Eco-friendly furniture factory built in Norwegian forest

The Plus factory from Vestre is an eco-furniture plant.

Danish architecture studio BIG has designed a factory for furniture manufacturer Vestre in a Norwegian forest, which the brand claims will be the "world's most eco-friendly furniture factory."

Named The Plus, the mass-timber Passivhaus, aka passive house, factory development, will include a visitor center and a 300-acre park, is set to be built within a forest near the village of Magnor in the east of Norway. The Plus factory features a green roof and solar panels as well as an exterior slide.

Video from Dezeen

Together with Vestre, a manufacturer of urban furniture, BIG unveils The Plus as the world’s most sustainable furniture factory tucked in the heart of the Norwegian forest. Envisioned as a village for a community dedicated to the cleanest, carbon neutral fabrication of urban and social furniture, The Plus aims to be a global destination for sustainable architecture and high-efficiency production. 

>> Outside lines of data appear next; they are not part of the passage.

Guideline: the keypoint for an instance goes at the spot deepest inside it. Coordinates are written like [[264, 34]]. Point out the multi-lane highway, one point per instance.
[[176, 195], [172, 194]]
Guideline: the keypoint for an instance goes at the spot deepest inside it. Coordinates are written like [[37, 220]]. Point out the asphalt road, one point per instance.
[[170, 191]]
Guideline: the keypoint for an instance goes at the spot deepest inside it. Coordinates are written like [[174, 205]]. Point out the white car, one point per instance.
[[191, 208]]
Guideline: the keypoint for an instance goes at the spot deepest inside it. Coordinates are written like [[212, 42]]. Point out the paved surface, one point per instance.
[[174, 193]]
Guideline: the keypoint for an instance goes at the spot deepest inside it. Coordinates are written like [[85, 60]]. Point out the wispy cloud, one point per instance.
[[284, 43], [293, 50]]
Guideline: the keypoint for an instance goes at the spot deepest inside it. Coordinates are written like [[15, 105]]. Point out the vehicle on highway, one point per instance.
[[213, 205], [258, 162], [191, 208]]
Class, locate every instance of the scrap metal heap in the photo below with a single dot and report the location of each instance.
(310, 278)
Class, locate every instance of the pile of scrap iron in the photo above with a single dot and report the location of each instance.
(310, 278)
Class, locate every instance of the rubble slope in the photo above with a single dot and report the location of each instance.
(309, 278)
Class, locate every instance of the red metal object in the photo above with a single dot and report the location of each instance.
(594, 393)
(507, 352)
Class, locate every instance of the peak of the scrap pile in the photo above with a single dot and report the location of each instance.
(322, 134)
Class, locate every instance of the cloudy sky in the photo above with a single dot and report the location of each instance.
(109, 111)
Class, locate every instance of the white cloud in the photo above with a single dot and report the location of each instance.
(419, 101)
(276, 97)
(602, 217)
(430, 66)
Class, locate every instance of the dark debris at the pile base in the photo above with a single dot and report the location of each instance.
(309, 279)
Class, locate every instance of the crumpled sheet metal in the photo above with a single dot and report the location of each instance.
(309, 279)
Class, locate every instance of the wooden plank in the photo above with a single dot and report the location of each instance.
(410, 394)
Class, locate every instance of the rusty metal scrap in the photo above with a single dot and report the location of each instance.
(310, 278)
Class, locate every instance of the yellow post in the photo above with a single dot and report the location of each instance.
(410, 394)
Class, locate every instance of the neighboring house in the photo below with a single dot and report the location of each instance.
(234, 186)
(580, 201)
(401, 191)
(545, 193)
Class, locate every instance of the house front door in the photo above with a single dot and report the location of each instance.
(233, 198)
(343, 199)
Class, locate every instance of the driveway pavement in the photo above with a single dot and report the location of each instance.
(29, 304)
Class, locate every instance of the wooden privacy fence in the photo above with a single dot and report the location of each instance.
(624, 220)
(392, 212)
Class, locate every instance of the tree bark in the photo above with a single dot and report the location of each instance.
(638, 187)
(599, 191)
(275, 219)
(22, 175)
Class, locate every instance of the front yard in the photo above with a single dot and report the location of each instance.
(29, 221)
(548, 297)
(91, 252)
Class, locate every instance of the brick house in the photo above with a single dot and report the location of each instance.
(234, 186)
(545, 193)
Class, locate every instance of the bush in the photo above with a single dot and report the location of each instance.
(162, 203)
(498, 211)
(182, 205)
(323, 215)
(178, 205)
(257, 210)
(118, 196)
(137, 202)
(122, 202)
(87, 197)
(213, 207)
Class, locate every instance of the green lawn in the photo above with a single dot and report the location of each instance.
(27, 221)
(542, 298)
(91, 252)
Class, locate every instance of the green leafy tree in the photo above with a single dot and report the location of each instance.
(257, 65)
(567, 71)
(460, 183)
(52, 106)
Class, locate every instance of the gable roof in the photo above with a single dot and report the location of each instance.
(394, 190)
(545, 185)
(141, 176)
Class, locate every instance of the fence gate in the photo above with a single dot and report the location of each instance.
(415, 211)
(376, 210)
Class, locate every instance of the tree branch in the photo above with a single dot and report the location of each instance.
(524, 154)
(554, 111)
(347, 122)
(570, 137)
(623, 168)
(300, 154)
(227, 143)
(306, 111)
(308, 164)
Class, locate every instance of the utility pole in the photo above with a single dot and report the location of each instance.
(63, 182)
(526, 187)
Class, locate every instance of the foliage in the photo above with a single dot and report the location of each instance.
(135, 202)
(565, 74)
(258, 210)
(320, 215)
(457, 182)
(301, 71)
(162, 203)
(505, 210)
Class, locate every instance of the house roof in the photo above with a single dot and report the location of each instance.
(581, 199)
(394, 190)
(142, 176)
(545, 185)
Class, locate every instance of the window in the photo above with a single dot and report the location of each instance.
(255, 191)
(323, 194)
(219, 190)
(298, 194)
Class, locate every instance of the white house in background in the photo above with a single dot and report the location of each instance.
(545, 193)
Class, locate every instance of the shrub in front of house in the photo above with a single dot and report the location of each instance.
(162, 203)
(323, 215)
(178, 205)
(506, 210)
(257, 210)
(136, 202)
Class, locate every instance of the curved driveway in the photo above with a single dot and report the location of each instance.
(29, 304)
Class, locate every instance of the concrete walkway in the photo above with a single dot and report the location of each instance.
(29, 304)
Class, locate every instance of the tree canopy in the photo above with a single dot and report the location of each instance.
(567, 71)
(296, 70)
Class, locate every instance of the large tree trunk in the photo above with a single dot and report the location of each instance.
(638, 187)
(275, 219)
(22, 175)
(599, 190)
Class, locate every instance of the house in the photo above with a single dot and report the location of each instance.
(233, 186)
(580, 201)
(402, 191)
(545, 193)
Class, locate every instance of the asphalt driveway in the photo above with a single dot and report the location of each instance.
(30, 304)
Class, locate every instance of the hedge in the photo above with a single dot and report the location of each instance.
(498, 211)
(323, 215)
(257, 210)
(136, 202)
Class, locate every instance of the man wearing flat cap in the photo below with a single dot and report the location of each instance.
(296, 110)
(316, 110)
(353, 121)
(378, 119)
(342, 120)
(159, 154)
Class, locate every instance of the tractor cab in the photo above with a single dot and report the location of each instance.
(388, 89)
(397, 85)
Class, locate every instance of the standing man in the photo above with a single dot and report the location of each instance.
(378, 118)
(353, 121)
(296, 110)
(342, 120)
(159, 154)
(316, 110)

According to BIG, the Plus is Norway’s single largest investment in furniture in decades, the 6,500m2 open production facility will double as a public 300-acre park for hiking and camping while serving as a landmark aligned with the region’s mission to establish a green manufacturing industry. The Plus will be the first industrial building in the Nordic region to achieve BREAM Outstanding, the highest environmental certification. 

All materials are carefully chosen by their environmental impact, with the façade constructed from local timber, low-carbon concrete, and recycled reinforcement steel. Designed to be a ‘Paris Agreement-proof’ building, every aspect of the design is based on principles of renewable and clean energy to match Vestre’s eco-friendly production, such as ensuring a minimum of 50% lower greenhouse gas emissions than comparable factories.

The Plus is located in the village of Magnor, at the geographical midpoint between Vestre’s headquarters in Oslo and the company’s existing steel factory in Torsby, Sweden. The building is conceived as a radial array of four main production halls – the warehouse, the color factory, the wood factory, and the assembly – that connect at the center.

The layout enables an efficient, flexible, and transparent workflow between the manufacturing units, thus generating the ‘plus’ shape at its intersection. At the center of The Plus is the logistics office and exhibition center with direct connections to all four production halls, allowing Vestre’s employees to process logistical traffic with maximum efficiency.

The central hub wraps around a public, circular courtyard where the latest outdoor furniture collections are prominently exhibited with the changing seasons. The outdoor plaza doubles as a panopticon for visitors and staff to experience the factory’s production processes in full transparency.

The Plus will employ several Industry 4.0 solutions, such as smart robots, self-driving trucks, and a tablet to manage the entire factory. Every machine is assigned one of Vestre’s 200 colors, which spill onto the floors and lead back into the central roundabout. This colorful mapping of the machinery lends strong visual cues that help guide and explain the workflow of the Vestre production facility, allowing visitors to easily follow the production process as if touring a museum. Inside the factories, each wing has one alternating ceiling corner lifted to create inclined roofs that allow views inside of the production halls and outside of the forest canopies. Along with the color and wood factory, the sloping roofs are extended to form a pathway for visitors and staff to hike up and down the building while following the production processes inside. The four production units will be built with a 21m free-spanning, cross-laminated timber, creating flexible column-free spaces. A 3m-wide service corridor provides the technical infrastructure and the structural stability for each wing.

From all four sides of the buildings, visitors and staff are invited to hike around the facility and conclude on the green roof terrace, transforming the furniture factory museum into a campus in the woods. An ADA-accessible ramp allows wheelchairs and strollers to meander the serpentine path and enjoy the immersive experience of being among the pine trees. The Plus reinforces Vestre’s vision of combining social and democratic spaces with a future enriched by technology yet grounded in history and nature.

On the rooftop, 1,200 photovoltaic panels are placed and angled according to optimal solar efficiency. Excess heat from the panels is connected to an ice-water system for cooling, heat and cold storage tanks, heat pumps, and energy wells as a storage support system. Overall, the system contributes to at least 90% lower energy demand than that of a similar conventional factory.